At a highly charged Brussels summit in February 2012 I spoke to the then Dutch finance minister, Jan Kees de Jager, who suggested something similar. ‘Each side has to assess whether Greece has done enough,’ he told me. ‘It was not so last week. It was also not so the week before.’ He felt that, given the number of ‘derailments’ that had already occurred in Greece, it was probably necessary to have ‘some kind of permanent presence of the Troika in Athens’, rather than a visit every three months. Another journalist, from Spain, asked if Mr de Jager wanted the permanent representatives of the Troika in Athens to be able to veto Greek budgets. His reply gives a crucial insight into what some in the Eurozone elite want of Greece and other programme nations. ‘Of course a country remains to some extent always sovereign,’ he said. But it is very important, he continued, that when you loan money, ‘you are the boss of loaning money,’ in other words, it must be the lenders who decide whether or not they will disburse the next tranche. ‘That’s why I’m in favour of a more permanent mechanism of the Troika,’ he declared, adding that he was also in favour of an escrow account, enabling the lenders to decide how the money should be spent, for example prioritising repayments and interest payments on Greece’s debt over other government spending. ‘So yes,’ he concluded, ‘I’m in favour of more control, more supervision, a more permanent presence of the Troika, as well as a kind of escrow mechanism, in order to establish more control in Athens of the money itself. Because the money is the thing probably we can control [in] Greece best.’ Belgium’s finance minister, Steven Vanackere, echoed the point when he told me: ‘The whole question of monitoring is a crucial factor in maintaining confidence of euro colleagues.’ So, despite the appointment of a technocratic government in Athens, the rich north of the Eurozone still did not trust Greek democracy to carry through the bailout deal.

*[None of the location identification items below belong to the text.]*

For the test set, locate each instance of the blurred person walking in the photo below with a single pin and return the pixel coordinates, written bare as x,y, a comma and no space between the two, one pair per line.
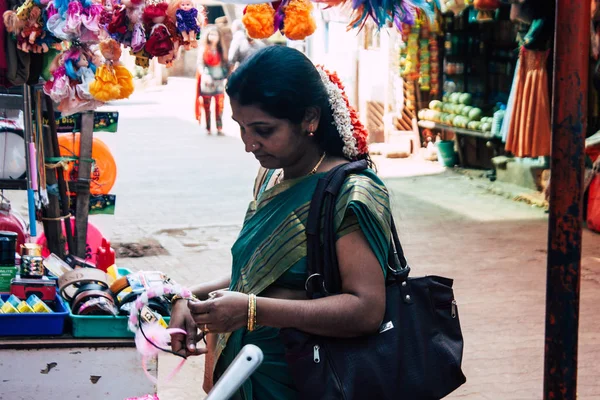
211,73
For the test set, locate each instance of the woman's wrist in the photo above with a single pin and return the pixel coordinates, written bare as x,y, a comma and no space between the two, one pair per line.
252,315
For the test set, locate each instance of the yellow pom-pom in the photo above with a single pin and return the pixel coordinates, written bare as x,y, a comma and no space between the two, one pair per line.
125,80
298,23
106,86
259,20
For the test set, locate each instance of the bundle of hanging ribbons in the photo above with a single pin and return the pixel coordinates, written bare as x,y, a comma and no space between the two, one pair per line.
293,18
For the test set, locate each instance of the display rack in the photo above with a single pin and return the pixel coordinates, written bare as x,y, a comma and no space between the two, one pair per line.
33,107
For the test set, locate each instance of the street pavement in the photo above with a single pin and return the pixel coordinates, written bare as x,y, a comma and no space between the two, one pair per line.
189,191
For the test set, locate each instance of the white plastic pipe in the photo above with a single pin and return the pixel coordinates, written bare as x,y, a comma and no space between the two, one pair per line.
246,362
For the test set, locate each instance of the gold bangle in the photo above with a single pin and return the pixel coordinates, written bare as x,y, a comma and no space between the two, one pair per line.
178,297
251,312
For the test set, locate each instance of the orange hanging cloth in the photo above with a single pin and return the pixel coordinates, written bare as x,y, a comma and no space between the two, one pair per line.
529,133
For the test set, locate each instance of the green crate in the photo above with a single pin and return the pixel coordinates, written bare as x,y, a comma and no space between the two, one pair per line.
7,274
100,326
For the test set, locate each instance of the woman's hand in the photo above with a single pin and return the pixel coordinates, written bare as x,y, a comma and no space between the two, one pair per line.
185,344
223,312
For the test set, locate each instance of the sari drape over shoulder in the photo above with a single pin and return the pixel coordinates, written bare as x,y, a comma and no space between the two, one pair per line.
271,251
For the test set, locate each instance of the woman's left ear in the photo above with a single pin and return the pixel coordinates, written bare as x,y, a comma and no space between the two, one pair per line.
310,124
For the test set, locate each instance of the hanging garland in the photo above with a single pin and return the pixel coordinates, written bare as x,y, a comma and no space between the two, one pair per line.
82,41
294,20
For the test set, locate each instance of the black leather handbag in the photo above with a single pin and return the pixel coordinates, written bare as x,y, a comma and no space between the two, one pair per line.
417,352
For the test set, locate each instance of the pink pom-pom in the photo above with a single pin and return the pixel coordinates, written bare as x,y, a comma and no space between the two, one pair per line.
155,333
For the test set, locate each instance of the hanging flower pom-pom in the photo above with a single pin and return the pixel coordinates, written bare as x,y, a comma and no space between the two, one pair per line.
113,80
259,20
298,22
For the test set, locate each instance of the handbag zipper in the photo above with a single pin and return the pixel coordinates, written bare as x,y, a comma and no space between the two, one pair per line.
452,305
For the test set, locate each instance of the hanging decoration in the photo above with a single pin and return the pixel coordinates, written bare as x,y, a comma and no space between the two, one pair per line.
70,31
420,56
73,71
113,81
291,17
381,12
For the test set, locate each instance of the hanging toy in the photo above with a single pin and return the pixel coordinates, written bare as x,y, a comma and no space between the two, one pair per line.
187,20
150,336
486,9
259,20
72,72
33,31
159,42
113,81
14,25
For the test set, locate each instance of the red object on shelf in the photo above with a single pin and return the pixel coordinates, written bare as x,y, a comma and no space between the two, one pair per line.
593,212
486,5
106,256
9,221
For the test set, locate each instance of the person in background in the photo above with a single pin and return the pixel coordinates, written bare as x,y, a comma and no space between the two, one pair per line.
242,46
211,73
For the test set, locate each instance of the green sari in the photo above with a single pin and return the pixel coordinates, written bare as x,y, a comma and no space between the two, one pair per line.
271,250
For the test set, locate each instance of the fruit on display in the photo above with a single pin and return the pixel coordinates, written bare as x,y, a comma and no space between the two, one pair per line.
456,110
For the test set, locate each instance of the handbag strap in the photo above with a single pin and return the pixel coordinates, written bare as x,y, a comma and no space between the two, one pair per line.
323,271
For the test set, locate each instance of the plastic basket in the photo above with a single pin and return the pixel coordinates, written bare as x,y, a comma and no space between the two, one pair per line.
7,274
35,324
100,326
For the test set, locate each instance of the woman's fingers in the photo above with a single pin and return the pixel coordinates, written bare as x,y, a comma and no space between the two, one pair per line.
200,307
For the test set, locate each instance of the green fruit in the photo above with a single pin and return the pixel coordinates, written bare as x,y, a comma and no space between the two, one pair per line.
436,105
466,110
465,98
474,125
475,114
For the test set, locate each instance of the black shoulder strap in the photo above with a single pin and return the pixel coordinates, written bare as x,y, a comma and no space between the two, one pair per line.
323,272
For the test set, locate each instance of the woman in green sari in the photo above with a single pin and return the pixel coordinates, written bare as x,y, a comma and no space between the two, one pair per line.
296,120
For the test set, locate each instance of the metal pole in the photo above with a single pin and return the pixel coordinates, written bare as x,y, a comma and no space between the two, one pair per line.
569,118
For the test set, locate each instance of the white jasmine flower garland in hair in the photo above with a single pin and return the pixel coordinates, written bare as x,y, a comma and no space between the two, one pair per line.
345,119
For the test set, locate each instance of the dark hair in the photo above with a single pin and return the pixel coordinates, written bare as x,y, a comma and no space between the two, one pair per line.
284,83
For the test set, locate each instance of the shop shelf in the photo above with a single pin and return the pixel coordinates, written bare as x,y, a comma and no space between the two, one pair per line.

All of this was to reach a crashing crescendo with the twin elections in May and June 2012. The parties that had enforced the recent Troika reform programmes were obliterated in May. The winners were New Democracy, a centre-right party in office just before the crisis, and partly responsible for it. But ND and PASOK combined, the duopoly of Greek politics that typically accounted for 80 per cent of Greek votes, slumped to below a third of total votes cast. In PASOK’s place Syriza, a radical left party headed by the 38-year-old Alexis Tsipras stormed into second place. And the crypto-Nazis of Golden Dawn would also enter parliament, in military formation. None of these parties would cooperate with each other. ND did not have enough to form a government. Always beware of countries where the leading political party polls a lower percentage vote share (18.8 per cent) than the standard rate of VAT (23 per cent).

The election was interpreted as an expression of anger. Greece’s patience had snapped. After four years of recession, the Greek public had defiantly rejected the ‘internal devaluation’ strategy. They did not reject the euro as such. But they did reject the rules that go with being a member of the club. The uncertainty of another election would be required to clarify Greece’s fate.